Sono passati due anni dal tragico 6 aprile 2009 quando la terra tremando violentemente per una manciata di secondi ha seminato qui a l’Aquila pianto e morte, distruzione e smarrimento. Solo una manciata di secondi e sembrava un’eternità in quella notte tra la domenica delle palme e il lunedì santo! Ripensando al nostro terremoto viene naturale chiedersi: e che sarebbe successo se il sisma fosse stato violento come quello in Giappone e fosse durato, come laggiù, quasi 7 minuti?
Meglio non pensarci. Anzi no, occorre pensarci per renderci conto della fragilità della nostra esistenza, per toccare con mano l’incertezza delle nostre sicurezze e per saper apprezzare il valore del tempo che ci viene dato come pure per riconoscere umilmente l’importanza di tutto ciò che abbiamo e che in un istante può tutto finire. Sotto le macerie e per sempre. A due anni da quel giorno triste, le ferite nei familiari delle vittime restano aperte e doloranti. Le macerie stentano ad essere rimosse del tutto e gli edifici lesionati e “imbracati” da impalcature di sicurezza, specie nel centro storico, stanno ad aspettare che la vita riprenda. Che la ricostruzione diventi realtà condivisa. Si vorrebbe voltare pagina, ma ancora è faticoso poterlo fare. Eppure dobbiamo non fermarci. La speranza ci trascina verso il futuro e chiede a tutti di rimboccarsi le maniche per la ricostruzione della città. Ricostruzione materiale certamente, ma non solo. Ricostruzione soprattutto umana e sociale, spirituale e religiosa.

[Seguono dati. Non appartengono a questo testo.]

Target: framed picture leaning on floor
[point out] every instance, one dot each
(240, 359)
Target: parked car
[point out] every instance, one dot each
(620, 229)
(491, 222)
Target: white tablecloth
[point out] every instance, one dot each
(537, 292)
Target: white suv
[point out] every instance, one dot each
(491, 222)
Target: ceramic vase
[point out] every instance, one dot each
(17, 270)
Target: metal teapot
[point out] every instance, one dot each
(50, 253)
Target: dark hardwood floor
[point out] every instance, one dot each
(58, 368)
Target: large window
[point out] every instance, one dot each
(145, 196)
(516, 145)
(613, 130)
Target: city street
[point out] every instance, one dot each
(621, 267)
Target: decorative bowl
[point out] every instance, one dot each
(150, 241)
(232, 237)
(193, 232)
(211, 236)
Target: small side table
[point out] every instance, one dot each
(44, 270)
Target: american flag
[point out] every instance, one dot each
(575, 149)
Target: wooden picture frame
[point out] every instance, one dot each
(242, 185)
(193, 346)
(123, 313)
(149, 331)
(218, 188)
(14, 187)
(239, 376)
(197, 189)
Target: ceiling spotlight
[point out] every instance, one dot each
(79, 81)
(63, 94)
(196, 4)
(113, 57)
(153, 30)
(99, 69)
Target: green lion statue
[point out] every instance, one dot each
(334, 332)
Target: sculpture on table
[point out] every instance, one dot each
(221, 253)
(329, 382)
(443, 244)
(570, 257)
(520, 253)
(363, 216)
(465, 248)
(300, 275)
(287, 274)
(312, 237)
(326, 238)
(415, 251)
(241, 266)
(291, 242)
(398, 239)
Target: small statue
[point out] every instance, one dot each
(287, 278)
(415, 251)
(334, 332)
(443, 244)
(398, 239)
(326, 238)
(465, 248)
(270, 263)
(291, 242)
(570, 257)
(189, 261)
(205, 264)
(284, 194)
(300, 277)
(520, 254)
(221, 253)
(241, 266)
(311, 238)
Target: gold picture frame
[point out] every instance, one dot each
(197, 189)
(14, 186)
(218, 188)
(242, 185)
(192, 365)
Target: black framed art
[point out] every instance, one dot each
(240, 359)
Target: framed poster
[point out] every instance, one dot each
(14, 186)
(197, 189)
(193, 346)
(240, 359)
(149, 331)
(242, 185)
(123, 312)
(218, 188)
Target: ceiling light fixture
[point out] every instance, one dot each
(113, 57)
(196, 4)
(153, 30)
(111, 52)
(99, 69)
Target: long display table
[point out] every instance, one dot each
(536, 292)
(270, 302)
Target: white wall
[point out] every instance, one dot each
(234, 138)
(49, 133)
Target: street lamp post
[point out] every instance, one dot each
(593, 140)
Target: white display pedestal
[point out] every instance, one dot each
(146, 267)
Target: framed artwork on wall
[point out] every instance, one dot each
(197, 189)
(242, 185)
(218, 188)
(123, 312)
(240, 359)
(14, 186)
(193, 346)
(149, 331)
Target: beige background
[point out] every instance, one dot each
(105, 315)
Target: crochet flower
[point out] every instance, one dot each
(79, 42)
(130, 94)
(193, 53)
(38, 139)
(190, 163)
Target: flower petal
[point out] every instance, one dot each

Come sarà l’Aquila dei prossimi decenni? La domanda è legittima e forse è quella giusta da porsi in questo secondo anniversario del sisma, che per volere dei familiari delle vittime si svolge in un clima di sobria e sentita partecipazione popolare. Il terremoto ha segnato l’inizio di una nuova era della nostra storia aquilana. E da quel giorno sono già passati due anni. L’Aquila andrà morendo un po’ per volta o rinascerà più bella di prima come amiamo ripetere tutti, con un po’ di retorica, in ogni circostanza? Motivi per lasciarsi prendere dallo sconforto ce ne sono tanti: ritardi burocratici, interessi privati che prevalgono sul bene comune, progetti che stentano a diventare operativi, mancanza di coordinamento e scontri tra istituzioni e componenti politiche della città, come la cronaca quotidiana ampiamente registra. Crisi di lavoro e sofferenza di tante famiglie in serie difficoltà; giovani che se ne vanno ed anziani che non si riconoscono più nelle precarie condizioni nelle quali versano. Insomma problemi e preoccupazioni. Se però questi sono motivi per cedere allo scoraggiamento, la speranza è più forte e in questa circostanza, nel ricordo delle vittime, deve prevalere su tutto. Mi sembra di percepire il silenzioso grido che viene dalle 309 vittime del sisma. E’ un invito a lasciare da parte logiche d’interesse personale e beghe di ogni tipo per unire gli sforzi in una sinergia di intenti e di cuori tra tutti coloro che amano veramente questa città. Il modo migliore per commemorare chi è rimasto sotto le macerie è togliere le macerie al più presto e, superando ogni intralcio burocratico, ridare volto di vita alle case. Far circolare la speranza. Ma come? Offrendo ciascuno il proprio contributo sapendo che solo io posso farcela, ma non posso farcela da solo.
Prego per questo in questi giorni, convinto che Iddio toccherà il cuore di tutti noi e il miracolo della speranza diventerà gioia condivisa per una città che riparte e corre verso un futuro migliore per tutti.